I Born rule: time running forwards and backwards?

[jcap]

Can the Born rule be understood as time running both forwards and backwards simultaneously?

The probability $P_{i \rightarrow f}$ that an initial quantum state $\psi_i$ is measured to be in final quantum state $\psi_f$, after evolving according to the unitary time-evolution operator $U_{i \rightarrow f}$, is given by an application of the Born rule:
\begin{eqnarray*}
P_{i \rightarrow f} &=& |\langle\psi_f|U_{i \rightarrow f}|\psi_i\rangle|^2 \\
&=& \langle\psi_f|U_{i \rightarrow f}|\psi_i\rangle^*\langle\psi_f|U_{i \rightarrow f}|\psi_i\rangle \\
&=& \langle\psi_i|U^\dagger_{i \rightarrow f}|\psi_f\rangle\langle\psi_f|U_{i \rightarrow f}|\psi_i\rangle \\
&=& \langle\psi_i|U_{f \rightarrow i}|\psi_f\rangle\langle\psi_f|U_{i \rightarrow f}|\psi_i\rangle\tag{1}
\end{eqnarray*}
where $U^\dagger_{i \rightarrow f}=U_{f \rightarrow i}$.

Thus the probability $P_{i \rightarrow f}$ can be understood as the product of the amplitudes for the system to evolve both forwards from the initial state to the final state and backwards from the final state to the initial state.

Addition

More accurately after applying the forwards and backwards time operators in equation line $(1)$ we have:
$$P_{i \rightarrow f} =\langle\psi_i(t_i)|\psi_f(t_i)\rangle\langle\psi_f(t_f)|\psi_i(t_f)\rangle$$
Thus the probability $P_{i \rightarrow f}$ can be understood as the product of the overlap of the forwards-evolved initial state and the final state at time $t_f$ and the overlap of the backwards-evolved final state and the initial state at time $t_i$.

 

[PeterDonis]

Can the Born rule be understood as time running both forwards and backwards simultaneously?

No. The Born rule tells you probabilities for getting particular results from a measurement.

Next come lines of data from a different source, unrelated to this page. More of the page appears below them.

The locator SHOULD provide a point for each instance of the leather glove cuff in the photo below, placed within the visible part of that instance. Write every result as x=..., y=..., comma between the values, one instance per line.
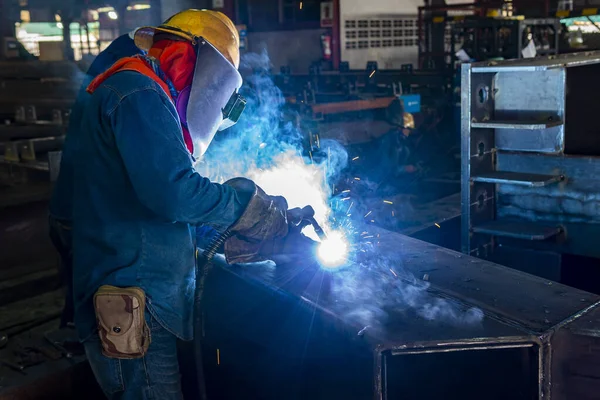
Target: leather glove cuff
x=264, y=217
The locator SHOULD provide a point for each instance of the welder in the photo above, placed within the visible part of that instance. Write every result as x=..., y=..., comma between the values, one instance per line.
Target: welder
x=137, y=200
x=60, y=220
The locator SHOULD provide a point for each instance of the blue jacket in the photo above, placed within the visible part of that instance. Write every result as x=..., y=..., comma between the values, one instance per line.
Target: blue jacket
x=135, y=200
x=61, y=200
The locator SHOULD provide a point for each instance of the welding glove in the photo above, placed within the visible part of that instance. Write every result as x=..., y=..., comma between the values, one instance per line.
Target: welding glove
x=263, y=223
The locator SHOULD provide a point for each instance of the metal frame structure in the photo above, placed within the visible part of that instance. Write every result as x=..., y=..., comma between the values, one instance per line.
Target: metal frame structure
x=489, y=37
x=530, y=157
x=296, y=331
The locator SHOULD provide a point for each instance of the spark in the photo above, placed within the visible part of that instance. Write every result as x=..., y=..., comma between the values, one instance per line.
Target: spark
x=332, y=251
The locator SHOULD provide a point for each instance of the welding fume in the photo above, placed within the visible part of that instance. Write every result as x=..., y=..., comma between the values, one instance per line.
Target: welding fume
x=140, y=205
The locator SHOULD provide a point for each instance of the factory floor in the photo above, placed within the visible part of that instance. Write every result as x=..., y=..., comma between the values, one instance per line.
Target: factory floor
x=31, y=297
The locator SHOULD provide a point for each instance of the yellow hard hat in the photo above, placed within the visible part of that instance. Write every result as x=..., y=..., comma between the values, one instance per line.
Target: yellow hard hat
x=214, y=26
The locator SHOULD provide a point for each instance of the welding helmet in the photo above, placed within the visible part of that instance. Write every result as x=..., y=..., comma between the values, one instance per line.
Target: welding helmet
x=211, y=103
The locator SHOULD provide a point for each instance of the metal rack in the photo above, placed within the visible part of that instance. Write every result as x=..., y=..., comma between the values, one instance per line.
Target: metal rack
x=530, y=157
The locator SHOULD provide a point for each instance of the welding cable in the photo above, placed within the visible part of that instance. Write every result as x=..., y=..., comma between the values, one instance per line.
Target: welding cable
x=203, y=268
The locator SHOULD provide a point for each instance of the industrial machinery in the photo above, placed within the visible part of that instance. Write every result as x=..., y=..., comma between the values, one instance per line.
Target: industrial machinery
x=404, y=320
x=485, y=38
x=530, y=155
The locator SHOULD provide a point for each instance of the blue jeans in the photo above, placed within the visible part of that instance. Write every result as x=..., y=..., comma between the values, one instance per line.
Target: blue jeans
x=154, y=376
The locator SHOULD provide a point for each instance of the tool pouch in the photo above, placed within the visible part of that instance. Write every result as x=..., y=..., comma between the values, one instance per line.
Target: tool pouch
x=121, y=325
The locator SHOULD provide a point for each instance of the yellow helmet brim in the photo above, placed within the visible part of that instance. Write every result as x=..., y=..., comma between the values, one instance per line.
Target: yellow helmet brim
x=212, y=26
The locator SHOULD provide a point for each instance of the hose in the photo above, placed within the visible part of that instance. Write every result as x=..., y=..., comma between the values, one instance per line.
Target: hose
x=203, y=268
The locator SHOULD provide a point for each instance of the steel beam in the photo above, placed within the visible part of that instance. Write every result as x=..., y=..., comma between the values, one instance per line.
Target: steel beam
x=403, y=307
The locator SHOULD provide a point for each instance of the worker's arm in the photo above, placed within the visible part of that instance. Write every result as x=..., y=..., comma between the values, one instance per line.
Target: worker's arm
x=150, y=142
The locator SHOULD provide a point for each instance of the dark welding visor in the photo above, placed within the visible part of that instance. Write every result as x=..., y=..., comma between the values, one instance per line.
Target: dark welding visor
x=214, y=103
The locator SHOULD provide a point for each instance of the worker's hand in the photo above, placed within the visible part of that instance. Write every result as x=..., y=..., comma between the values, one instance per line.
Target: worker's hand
x=263, y=221
x=238, y=250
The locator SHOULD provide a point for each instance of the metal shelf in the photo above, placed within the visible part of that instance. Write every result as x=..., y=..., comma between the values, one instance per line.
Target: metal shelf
x=527, y=125
x=517, y=178
x=518, y=230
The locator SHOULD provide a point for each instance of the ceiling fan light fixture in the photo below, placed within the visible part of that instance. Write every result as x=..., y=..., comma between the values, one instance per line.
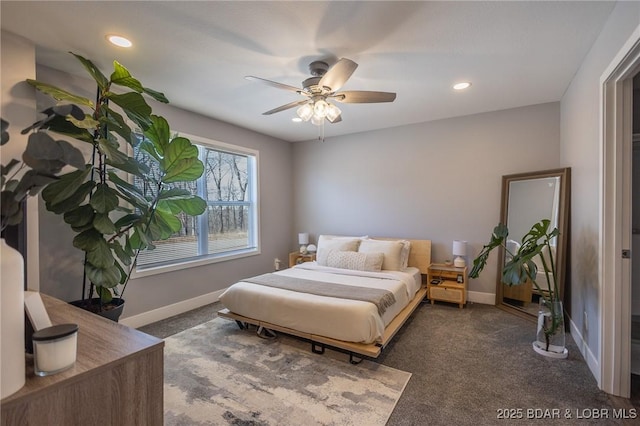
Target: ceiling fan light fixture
x=119, y=40
x=320, y=108
x=305, y=112
x=462, y=85
x=317, y=120
x=333, y=112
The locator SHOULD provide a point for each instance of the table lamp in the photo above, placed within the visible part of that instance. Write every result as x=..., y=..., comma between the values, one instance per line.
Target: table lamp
x=459, y=252
x=303, y=240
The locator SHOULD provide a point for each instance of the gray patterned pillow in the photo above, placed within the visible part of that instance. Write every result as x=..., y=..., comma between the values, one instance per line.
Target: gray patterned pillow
x=355, y=260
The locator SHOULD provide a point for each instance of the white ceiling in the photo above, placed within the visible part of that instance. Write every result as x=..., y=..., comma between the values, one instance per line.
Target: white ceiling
x=197, y=53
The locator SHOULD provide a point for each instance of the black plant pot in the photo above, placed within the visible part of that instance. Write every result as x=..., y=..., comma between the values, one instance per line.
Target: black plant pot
x=111, y=310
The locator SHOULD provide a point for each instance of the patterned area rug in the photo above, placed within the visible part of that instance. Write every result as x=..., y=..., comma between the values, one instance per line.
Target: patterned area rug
x=217, y=374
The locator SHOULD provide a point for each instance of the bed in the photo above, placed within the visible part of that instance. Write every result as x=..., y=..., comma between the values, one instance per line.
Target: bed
x=354, y=297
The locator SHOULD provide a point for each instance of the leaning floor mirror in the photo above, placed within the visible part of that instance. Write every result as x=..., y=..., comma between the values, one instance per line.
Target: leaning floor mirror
x=528, y=198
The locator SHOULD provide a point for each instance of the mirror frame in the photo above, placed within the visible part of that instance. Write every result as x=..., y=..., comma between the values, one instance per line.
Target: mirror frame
x=563, y=225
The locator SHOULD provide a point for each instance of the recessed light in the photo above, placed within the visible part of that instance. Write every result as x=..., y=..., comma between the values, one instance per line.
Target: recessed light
x=461, y=86
x=119, y=40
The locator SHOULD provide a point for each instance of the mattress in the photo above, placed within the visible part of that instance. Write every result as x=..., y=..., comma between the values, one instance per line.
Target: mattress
x=342, y=319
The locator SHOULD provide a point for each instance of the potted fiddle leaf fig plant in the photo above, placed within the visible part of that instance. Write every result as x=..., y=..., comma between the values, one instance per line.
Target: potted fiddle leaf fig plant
x=41, y=163
x=114, y=218
x=522, y=265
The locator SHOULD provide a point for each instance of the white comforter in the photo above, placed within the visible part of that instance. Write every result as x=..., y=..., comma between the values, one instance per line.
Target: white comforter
x=348, y=320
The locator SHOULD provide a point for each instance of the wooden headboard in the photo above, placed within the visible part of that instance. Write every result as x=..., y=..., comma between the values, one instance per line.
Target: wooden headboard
x=420, y=254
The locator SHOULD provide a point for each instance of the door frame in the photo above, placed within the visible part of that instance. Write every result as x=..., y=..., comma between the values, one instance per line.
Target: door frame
x=616, y=94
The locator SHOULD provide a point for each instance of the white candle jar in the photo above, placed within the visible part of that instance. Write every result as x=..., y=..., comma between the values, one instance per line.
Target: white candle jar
x=54, y=349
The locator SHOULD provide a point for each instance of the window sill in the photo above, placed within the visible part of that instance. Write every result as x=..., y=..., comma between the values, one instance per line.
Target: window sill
x=156, y=270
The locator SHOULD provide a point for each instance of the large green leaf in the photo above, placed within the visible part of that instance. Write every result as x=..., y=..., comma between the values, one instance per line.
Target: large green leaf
x=104, y=199
x=134, y=106
x=108, y=277
x=101, y=255
x=104, y=224
x=95, y=72
x=168, y=223
x=60, y=94
x=111, y=149
x=88, y=240
x=116, y=124
x=65, y=187
x=498, y=237
x=132, y=194
x=178, y=149
x=79, y=216
x=122, y=77
x=174, y=193
x=73, y=201
x=192, y=205
x=132, y=166
x=4, y=125
x=184, y=170
x=41, y=146
x=159, y=134
x=119, y=251
x=158, y=96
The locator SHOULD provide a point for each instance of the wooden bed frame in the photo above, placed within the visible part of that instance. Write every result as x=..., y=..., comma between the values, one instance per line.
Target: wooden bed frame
x=419, y=257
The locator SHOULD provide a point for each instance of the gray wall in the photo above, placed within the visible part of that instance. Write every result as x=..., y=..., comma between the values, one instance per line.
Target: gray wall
x=439, y=180
x=580, y=150
x=61, y=263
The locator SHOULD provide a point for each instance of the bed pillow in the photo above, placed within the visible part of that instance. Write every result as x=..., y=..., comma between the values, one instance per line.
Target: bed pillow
x=392, y=251
x=355, y=260
x=404, y=255
x=328, y=243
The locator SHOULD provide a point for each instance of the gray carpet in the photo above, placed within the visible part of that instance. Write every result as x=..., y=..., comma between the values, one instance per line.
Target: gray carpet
x=468, y=365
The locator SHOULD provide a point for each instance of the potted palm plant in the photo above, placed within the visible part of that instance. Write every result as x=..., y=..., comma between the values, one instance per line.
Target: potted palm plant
x=113, y=219
x=520, y=267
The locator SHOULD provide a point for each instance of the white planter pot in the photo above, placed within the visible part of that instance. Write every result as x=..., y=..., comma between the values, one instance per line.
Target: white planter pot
x=12, y=353
x=550, y=336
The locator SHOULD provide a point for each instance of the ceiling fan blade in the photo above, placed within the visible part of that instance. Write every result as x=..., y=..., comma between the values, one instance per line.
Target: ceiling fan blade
x=276, y=84
x=363, y=97
x=338, y=74
x=285, y=107
x=337, y=120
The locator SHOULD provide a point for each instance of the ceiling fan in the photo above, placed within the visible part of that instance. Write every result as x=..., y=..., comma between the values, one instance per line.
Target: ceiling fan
x=323, y=86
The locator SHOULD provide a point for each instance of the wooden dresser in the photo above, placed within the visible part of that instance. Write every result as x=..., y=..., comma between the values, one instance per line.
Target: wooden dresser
x=117, y=378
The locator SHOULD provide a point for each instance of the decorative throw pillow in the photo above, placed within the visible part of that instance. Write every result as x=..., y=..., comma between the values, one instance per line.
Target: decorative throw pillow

But a measurement is not a reversible process, at least not according to basic QM (certain interpretations, such as the MWI, may differ, but those are precisely the interpretations that have problems accounting for the Born Rule).

The probability $P_{i \rightarrow f}$ that an initial quantum state $\psi_i$ is measured to be in final quantum state $\psi_f$, after evolving according to the unitary time-evolution operator $U_{i \rightarrow f}$, is given by the Born rule

No. Unitary time evolution is a separate process from measurement. You don't apply the Born rule before unitary time evolution; you apply the Born rule after unitary time evolution. And you don't use the Born rule to tell you the probability for some initial state to evolve unitarily into some final state (which wouldn't make sense anyway since unitary evolution is deterministic); you use the Born rule to tell you the probability for getting some particular measurement result, given a quantum system in some particular state at the time of measurement.

the probability $P_{i \rightarrow f}$ can be understood as the product of the amplitudes for the system to evolve both forwards from the initial state to the final state and backwards from the final state to the initial state.

No. All your "reversal" computation is really telling you is that unitary time evolution is time reversible, which is of course true. It is not telling you anything about the Born rule or measurement.

 

[jcap]

No. Unitary time evolution is a separate process from measurement. You don't apply the Born rule before unitary time evolution; you apply the Born rule after unitary time evolution. And you don't use the Born rule to tell you the probability for some initial state to evolve unitarily into some final state (which wouldn't make sense anyway since unitary evolution is deterministic); you use the Born rule to tell you the probability for getting some particular measurement result, given a quantum system in some particular state at the time of measurement.

Ok, more accurately after applying the forwards and backwards time operators we have:
$$P_{i \rightarrow f} =\langle\psi_i(t_i)|\psi_f(t_i)\rangle\langle\psi_f(t_f)|\psi_i(t_f)\rangle$$
Thus the probability $P_{i \rightarrow f}$ can be understood as the product of the overlap of the forwards-evolved initial state and the final state at time $t_f$ and the overlap of the backwards-evolved final state and the initial state at time $t_i$.

Does this make more sense?

 

[PeterDonis]

Does this make more sense?

You're still just restating "unitary evolution is time reversible" in different words. Nothing you say in this post has anything to do with the Born rule or measurement.

 

[PeterDonis]

You're still just restating "unitary evolution is time reversible" in different words.

Here's another way of putting it that might help: what you are showing is that unitary evolution preserves the overlap between states. Which is true, but, again, has nothing to do with the Born rule or measurement.

 

[vanhees71]

And, importantly, it's true whether or not the interactions are time-reversal symmetric. It's because of unitarity and has nothing to do with time-reversal invariance or its violation. Unitarity alone implies the (weak) principle of detailed balance. You don't need time-reversal invariance for it to hold true, as errorneously claimed in some textbooks in connection with the Boltzmann equation and the H theorem, which is valid no matter whether the interactions obey or don't obey time-reversal invariance. That's important, because indeed time-reversal invariance is broken by the weak interaction.